Was 'hurt' that Narendra Modi could not visit: Maldives

Was 'hurt' that Narendra Modi could not visit: Maldives

Maldives today voiced its "hurt" at Prime Minister Narendra Modi not visiting it during his recent trip to the region even as it sought to allay India's concerns over the imprisonment of former President Mohammed Nasheed.

Reacting to the response of international community, including India, which expressed "deep concern" over Nasheed's conviction under anti-terror law and 13-year jail sentence, it said, "It is as per law and purely a domestic issue."

"We do understand India's concerns. It is natural to be concerned if something is happening in your neighbourhood, especially given Modi's neighbourhood first approach," Fathimath Inaya, Deputy Minister in Maldivian Foreign Ministry, told PTI here.

She also reiterated her President Yameen Abdul Gayoom's remarks that Maldives wanted to engage constructively with its international partners, based on mutual respect and dialogue, in consolidating and strengthening democratic values and institutions in the country, implying that it will not like any interference in the matter.

Asked about Modi choosing not to visit Maldives during his recent visit to the countries in the region, she said, "We had extensive discussions with Indian side for a possible visit by Prime Minister Modi but we were told that environment was not conducive for his visit."
"We are hurt that the Prime Minister could not visit this time."

Admitting that there was no intervention from any country, including India, the deputy minister said, "No country has intervened. Our government has maintained that it is a domestic judicial process, so we do not foresee any country coming into intervening in what is essentially a domestic issue in Maldives."

Yesterday, Maldivian Foreign Minister Dunya Maumoon, in Colombo, had said, "I have consistently said that India respects our sovereignty and our independence. While on the basis of the friendship, we can discuss concerns and have a dialogue.
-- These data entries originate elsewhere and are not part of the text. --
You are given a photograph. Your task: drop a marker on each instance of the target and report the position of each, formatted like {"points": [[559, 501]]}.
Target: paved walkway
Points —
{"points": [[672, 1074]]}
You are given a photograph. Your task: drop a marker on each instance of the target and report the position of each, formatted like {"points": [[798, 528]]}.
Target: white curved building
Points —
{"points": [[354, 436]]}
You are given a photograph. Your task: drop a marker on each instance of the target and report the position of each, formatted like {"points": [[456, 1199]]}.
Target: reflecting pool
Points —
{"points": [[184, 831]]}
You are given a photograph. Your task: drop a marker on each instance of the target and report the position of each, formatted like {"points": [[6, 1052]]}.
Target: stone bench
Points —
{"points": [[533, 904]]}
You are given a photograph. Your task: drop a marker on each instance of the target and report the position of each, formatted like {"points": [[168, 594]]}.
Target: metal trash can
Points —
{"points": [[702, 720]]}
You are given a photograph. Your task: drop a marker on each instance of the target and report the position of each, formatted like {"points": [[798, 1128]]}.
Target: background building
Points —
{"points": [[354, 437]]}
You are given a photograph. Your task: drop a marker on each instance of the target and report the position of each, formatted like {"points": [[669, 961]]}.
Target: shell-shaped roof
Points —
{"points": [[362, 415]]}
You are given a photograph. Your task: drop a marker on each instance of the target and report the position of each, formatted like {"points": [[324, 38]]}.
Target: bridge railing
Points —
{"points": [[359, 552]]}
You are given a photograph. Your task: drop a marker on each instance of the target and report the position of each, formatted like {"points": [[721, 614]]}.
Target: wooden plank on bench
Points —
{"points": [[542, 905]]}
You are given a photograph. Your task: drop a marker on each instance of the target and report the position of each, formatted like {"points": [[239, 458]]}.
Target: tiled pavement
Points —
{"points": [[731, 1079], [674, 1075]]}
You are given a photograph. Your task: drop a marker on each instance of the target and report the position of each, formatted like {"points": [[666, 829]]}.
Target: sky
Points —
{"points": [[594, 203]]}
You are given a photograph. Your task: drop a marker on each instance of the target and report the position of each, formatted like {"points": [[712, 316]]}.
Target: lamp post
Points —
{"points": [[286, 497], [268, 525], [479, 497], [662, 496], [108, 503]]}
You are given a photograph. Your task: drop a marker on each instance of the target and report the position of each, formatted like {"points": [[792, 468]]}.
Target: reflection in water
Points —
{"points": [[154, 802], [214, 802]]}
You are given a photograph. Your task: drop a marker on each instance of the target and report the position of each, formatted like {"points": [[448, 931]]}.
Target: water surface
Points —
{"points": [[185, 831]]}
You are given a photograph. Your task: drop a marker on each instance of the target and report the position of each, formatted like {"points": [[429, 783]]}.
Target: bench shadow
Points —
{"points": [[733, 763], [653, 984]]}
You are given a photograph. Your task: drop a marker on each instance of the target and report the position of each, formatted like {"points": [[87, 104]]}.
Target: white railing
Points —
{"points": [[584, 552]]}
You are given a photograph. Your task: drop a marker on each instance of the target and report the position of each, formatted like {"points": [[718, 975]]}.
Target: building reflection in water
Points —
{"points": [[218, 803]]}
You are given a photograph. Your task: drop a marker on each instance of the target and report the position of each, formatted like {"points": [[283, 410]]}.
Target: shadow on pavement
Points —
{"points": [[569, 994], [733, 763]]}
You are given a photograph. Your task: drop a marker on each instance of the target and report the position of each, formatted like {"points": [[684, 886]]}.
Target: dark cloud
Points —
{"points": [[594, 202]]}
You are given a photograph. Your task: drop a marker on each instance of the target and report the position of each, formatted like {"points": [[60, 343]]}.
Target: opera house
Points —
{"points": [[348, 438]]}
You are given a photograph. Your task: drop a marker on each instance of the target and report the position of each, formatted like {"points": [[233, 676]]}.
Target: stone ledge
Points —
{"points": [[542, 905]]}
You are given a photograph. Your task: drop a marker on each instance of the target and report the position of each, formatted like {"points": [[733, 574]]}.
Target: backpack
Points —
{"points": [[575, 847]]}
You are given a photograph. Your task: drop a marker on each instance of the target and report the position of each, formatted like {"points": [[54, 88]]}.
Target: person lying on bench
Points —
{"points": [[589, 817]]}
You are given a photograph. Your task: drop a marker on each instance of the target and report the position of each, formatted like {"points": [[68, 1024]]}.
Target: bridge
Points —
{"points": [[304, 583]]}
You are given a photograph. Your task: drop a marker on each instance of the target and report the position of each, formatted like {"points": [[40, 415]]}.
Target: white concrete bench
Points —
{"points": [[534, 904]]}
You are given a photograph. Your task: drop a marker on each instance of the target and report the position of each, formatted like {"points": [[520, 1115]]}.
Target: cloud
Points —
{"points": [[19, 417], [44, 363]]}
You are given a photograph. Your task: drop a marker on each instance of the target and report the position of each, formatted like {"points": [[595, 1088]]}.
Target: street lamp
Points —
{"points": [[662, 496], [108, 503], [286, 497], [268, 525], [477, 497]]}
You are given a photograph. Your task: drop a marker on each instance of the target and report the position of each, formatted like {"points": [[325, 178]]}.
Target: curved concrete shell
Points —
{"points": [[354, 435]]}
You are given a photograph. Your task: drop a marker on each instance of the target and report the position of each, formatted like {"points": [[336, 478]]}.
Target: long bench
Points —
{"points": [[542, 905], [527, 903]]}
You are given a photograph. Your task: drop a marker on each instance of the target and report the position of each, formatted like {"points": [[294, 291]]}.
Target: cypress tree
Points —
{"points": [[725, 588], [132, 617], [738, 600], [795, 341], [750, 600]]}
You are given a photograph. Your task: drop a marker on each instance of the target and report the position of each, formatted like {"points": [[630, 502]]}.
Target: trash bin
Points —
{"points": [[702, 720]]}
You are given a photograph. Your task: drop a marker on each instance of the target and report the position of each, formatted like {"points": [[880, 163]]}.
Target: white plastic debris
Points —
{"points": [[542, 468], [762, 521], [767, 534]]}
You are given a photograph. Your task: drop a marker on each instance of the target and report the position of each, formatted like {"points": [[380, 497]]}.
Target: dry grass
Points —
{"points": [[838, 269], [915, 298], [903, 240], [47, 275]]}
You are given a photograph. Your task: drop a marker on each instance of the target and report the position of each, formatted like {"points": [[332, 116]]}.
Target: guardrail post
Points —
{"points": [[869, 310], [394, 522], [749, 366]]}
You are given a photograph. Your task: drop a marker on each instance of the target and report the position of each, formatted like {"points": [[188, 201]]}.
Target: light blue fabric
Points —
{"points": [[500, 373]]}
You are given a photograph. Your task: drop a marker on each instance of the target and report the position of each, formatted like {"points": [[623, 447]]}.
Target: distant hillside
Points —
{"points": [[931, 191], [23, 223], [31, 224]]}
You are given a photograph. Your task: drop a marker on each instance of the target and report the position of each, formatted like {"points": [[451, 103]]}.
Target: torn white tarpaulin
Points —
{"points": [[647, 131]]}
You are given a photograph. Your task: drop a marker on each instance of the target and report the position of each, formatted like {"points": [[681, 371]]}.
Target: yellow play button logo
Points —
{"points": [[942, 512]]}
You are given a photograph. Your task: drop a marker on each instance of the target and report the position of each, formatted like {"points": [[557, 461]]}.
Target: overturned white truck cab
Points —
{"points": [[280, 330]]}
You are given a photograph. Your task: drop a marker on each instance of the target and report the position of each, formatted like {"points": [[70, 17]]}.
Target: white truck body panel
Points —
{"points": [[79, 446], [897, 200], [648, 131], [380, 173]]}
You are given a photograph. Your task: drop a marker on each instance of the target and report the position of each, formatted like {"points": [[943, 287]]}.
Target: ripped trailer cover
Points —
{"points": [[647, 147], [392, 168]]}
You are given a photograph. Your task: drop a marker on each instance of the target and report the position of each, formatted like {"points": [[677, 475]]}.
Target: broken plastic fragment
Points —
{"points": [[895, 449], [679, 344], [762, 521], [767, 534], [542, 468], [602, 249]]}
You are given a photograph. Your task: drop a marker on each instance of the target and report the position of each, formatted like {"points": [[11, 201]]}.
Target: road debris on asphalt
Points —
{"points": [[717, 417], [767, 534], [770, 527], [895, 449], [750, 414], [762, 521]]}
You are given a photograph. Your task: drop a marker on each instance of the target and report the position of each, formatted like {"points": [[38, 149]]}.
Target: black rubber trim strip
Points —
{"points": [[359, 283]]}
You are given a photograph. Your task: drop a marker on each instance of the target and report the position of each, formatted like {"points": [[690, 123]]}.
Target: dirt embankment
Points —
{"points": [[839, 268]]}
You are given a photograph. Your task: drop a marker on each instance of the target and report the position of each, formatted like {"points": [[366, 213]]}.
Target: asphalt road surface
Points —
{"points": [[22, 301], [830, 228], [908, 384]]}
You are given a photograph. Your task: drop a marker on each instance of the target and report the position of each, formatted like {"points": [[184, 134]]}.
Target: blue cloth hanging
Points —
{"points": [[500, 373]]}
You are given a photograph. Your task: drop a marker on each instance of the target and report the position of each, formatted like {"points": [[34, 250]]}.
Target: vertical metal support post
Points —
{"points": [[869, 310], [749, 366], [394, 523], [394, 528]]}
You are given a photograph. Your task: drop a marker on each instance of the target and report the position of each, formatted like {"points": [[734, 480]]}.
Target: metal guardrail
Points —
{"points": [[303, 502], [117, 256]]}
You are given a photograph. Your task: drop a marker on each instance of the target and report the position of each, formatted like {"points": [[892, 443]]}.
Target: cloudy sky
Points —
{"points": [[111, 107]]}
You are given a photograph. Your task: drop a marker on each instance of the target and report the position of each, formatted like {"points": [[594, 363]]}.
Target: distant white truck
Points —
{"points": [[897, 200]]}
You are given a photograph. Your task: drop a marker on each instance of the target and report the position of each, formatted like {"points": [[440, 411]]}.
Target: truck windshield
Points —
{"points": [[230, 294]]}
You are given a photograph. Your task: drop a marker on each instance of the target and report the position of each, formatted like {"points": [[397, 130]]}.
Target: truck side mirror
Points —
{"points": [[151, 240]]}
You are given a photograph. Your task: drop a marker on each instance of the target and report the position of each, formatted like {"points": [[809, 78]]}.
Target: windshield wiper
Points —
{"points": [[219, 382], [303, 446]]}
But I don't think India nor any other country would be giving us directions...on a particular matter."

Besides India, the US, the EU and several human rights groups have raised concerns over the judicial procedure in Maldives and sentencing of Nasheed.

The 47-year-old Nasheed was arrested on February 22 under terror charges for the controversial military detention of Criminal Court Chief Judge, Abdulla Mohamed in 2012.
Last week, the criminal court had found Nasheed guilty of the charges pressed against him and had handed down a 13-year jail term to him.

The terrorism conviction effectively bars Nasheed from presidential elections in 2018.Admitting that India-Maldives ties have witnessed "many ups and downs" in last few years, Inaya accused Nasheed of causing "political embarrassment" to both countries and cited the example when the former Maldivian President had taken refuge at the Indian High Commission in Male to avoid being arrested in connection with the same case in February 2013.

She also pressed an "alarm" button on the misconceptions revolving around Nasheed's case among the international community, saying Maldives was trying to clarify the same.
"Nasheed has a constitutionally guaranteed right of appeal, should he choose to do so, in line with Maldivian laws, contrary to what his party and supporters are telling everyone," she said.

She also pointed out that the probe into the present case had started in 2012 and the Prosecutor General's case was based on the investigation report of the Human Rights Commission of Maldives into the kidnapping of the judge.